L’anonymat sur internet, un principe protégé par le droit français et européen

Obliger les utilisateurs des réseaux sociaux à certifier leur identité, comme le proposent des députés Renaissance, serait incompatible avec le droit français et européen qui privilégie la liberté d’expression, estiment des avocats spécialisés.

Afin de lutter contre les propos haineux, Paul Midy, rapporteur du projet de loi numérique, a déposé, contre l’avis du gouvernement, des amendements qui obligeraient les utilisateurs des réseaux à certifier leur identité pour s’inscrire, via un tiers de confiance.

En France, le droit au pseudonymat a été acté par les lois sur la confiance dans le numérique de 2004 et sur la république numérique de 2016.

«Au niveau européen, le droit ne parle pas de pseudonymat mais il est gravé dans le marbre qu’il est interdit de mettre en place une surveillance permanente et généralisée des réseaux sociaux, comme le dit une directive de 2000,», explique Eric Le Quellenec, avocat du cabinet Simmons et Simmons.

«Or le corollaire, c’est la possibilité du pseudonymat, pour que ceux qui s’expriment ne soient pas directement identifiés», poursuit l’avocat spécialiste des nouvelles technologies: «Obliger les personnes à certifier leur identité au préalable sur un réseau social, même avec un tiers de confiance et l’intervention nécessaire d’un juge pour lever cet anonymat est incompatible avec le droit européen». «On passerait d’un système de liberté totale à un régime déclaratif.
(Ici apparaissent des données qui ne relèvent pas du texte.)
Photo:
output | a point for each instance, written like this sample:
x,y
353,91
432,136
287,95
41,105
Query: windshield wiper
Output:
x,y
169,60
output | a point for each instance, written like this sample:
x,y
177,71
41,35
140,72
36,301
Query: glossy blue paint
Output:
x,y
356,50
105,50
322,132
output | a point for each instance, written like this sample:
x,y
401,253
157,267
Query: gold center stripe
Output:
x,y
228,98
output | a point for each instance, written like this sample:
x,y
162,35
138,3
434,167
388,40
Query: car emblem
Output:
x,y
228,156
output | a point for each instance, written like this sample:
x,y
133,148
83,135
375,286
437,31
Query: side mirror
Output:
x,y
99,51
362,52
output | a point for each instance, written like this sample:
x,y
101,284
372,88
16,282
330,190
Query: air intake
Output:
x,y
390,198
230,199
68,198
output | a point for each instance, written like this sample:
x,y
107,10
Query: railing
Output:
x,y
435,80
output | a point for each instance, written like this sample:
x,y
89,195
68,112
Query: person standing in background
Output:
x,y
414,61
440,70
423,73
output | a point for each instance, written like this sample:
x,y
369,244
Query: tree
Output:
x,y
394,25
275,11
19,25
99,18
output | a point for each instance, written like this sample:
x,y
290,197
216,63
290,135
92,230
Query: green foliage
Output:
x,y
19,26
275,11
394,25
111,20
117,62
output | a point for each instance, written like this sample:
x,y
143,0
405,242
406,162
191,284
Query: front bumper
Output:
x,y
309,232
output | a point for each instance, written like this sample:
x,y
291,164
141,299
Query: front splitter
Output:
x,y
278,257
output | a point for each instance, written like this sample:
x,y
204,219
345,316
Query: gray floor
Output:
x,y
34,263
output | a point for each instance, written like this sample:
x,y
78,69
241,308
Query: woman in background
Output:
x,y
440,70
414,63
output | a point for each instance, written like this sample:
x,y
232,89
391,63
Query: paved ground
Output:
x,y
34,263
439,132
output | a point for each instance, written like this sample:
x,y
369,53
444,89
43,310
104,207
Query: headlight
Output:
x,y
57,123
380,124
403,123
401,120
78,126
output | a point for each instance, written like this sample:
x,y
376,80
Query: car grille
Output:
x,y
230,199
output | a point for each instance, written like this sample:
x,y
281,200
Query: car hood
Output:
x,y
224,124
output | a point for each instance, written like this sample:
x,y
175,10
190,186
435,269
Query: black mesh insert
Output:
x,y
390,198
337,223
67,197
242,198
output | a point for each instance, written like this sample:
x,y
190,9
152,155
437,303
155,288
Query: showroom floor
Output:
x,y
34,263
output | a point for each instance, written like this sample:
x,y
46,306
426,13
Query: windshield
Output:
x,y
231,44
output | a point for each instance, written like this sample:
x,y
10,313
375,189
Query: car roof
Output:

On renverse le droit d’accès au réseau, avec le principe «identifiez-vous d’abord», une inversion des valeurs fondamentales», insiste-t-il. «A ma connaissance, aucun pays ne l’a fait, sauf la Chine».

Plusieurs décisions de la Cour européenne des droits de l’homme montrent qu’elle considère l’anonymat comme un élément clé de la liberté d’expression. Même avis pour Eric Barbry, du cabinet Racine.

«Dans les faits, vouloir lever l’anonymat ne marchera jamais, ni techniquement ni juridiquement. Ni le Conseil constitutionnel, ni la Commission européenne ne pourront valider des projets qui interdisent l’anonymat, et techniquement il y aurait des contournements.

Sans parler des cas où l’hébergeur n’est pas en France», relève-t-il. «Agir sous pseudo n’est pas un délit, tout comme publier un livre ou un article sous pseudo», renchérit Amélie Tripet, du cabinet August Debouzy.

«Quand on créé un compte sur une plateforme ou un réseau social, on est censé déclarer des informations sincères, mais ces plateformes n’ont pas l’obligation de vérifier et certifier ces informations».

Cependant, comme plusieurs de ses collègues, elle regrette qu’il soit le plus souvent impossible, ou très long, de retrouver les auteurs de propos délictueux sous pseudo, même si pour les plus graves les enquêteurs peuvent faire une réquisition auprès des opérateurs pour obtenir leur adresse IP (adresse de connexion).